On Jun 14, 2005, at 9:54 PM, Scott Feldman wrote:
We're a quiet bunch. :-)
Which is a bad thing for Open Source development. It seems Open MPI is
closed-source development project with an open-source release model.
At this point in our development, I somewhat agree. But this will soon
change. See below.
The FAQ claims the future is in Open Source code, methodology, and
philosophy; so why is the development and testing of Open MPI closed?
It is "somewhat" closed. We have actually had a limited set of third
parties involved from the very beginning -- people outside the core
Open MPI development team who have tested the code, reported bugs, etc.
Such reports have been extremely useful and helpful.

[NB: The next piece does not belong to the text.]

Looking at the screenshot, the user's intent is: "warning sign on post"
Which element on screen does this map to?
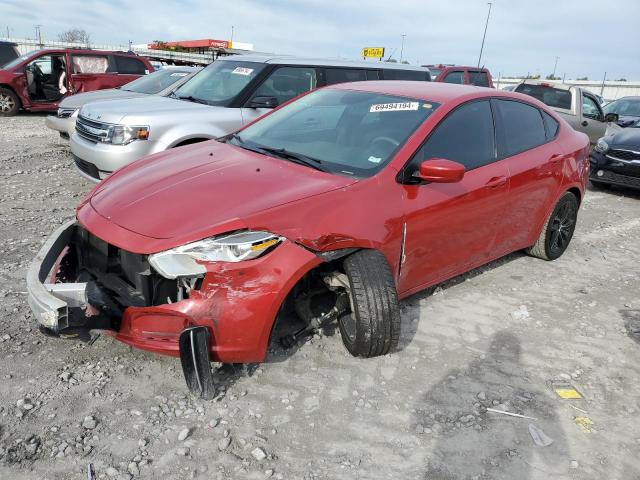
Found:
[362,47,384,58]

I fully appreciate the benefit of the open source model. Indeed, my
parent organization's name is The Open Systems Laboratory
(www.osl.iu.edu), which contributes and develops to several well-known
open source projects. For example, we've been developing and
maintaining LAM/MPI under an open source model for several years, and
it works well. As of now, Open MPI is slightly different (see below
for why), but will be shifting to a more open source model (like LAM's)
in the near future.
Closed-source development doesn't scale. You're missing out on early
bug reports from users with environments and applications different
than yours. You're missing out on outside development help in finding
and fixing bugs.
There are several reasons that we have not yet released the code to the
public:
1. The first 8 months or so of our project were in "stealth" mode. We
honestly didn't know if the collaboration would eventually bear useful
fruit. As the project went on, we came to see that it was working
(really well, actually), and so we came out of stealth mode, announced
it to the world, created the public web site, etc.
2. Once the alpha was available, we didn't want novice users
downloading the code, thinking that it was a fully-functional MPI
implementation. Even with oodles of warnings on the web site and/or in
the tarball itself, some people would definitely try it and send
unhelpful "it doesn't work!" flame mails. Hence, it was released to a
closed set of 3rd parties who were known to be knowledgeable about MPI
and would be able to generate useful bug reports. Their assistance was
invaluable to us.
3. The HPC community is quite small, and the competition is quite
fierce. We have direct and distinct competition in this space; having
a bad release would negatively impact this project and greatly harm our
chances of ever having a good release (at least in the eyes of the
public). This is an unfortunate reality.
4. Adding more developers to a project does not make it release faster
(indeed, it usually slows it down). This is true for any committee
model -- the more people on a project, the more opinions need to get
discussed and more compromises need to be reached. This is not
necessarily a Bad Thing, of course -- independent, outside opinions can
shed unique insight into problems -- but it does mean that it takes
more time. As I indicated in a previous post, we're taking longer than
we expected in terms of the code (truth be told, we had really hoped to
be at beta quality by SC last year -- that didn't happen). Adding more
developers right now would inevitably make this project take yet more
time before releasing -- which we really don't have at this point. We
need to get to stability and release, if for no other reason than to
answer mails like this.
5. We really wanted to reach some level of stability before we opened
to the public. We felt that this would be the best way to make a
positive contribution to the HPC community -- present code that works,
and then move forward from there. For all the interesting /
research-worthy parts of an MPI implementation, there's 10 times that
amount of code that is totally uninteresting / maintenance-requiring /
internal accounting code and data structures that the MPI has to
maintain. Very, very few people outside the core MPI development team
will ever look at or care about this kind of code (this has been our
experience in other MPI implementations). Specifically, what I mean is
that we anticipate that almost no one outside of us will look at 90% of
the Open MPI code base -- 3rd party vendors and researchers will be
focusing on the 10% of the code base which is performance critical.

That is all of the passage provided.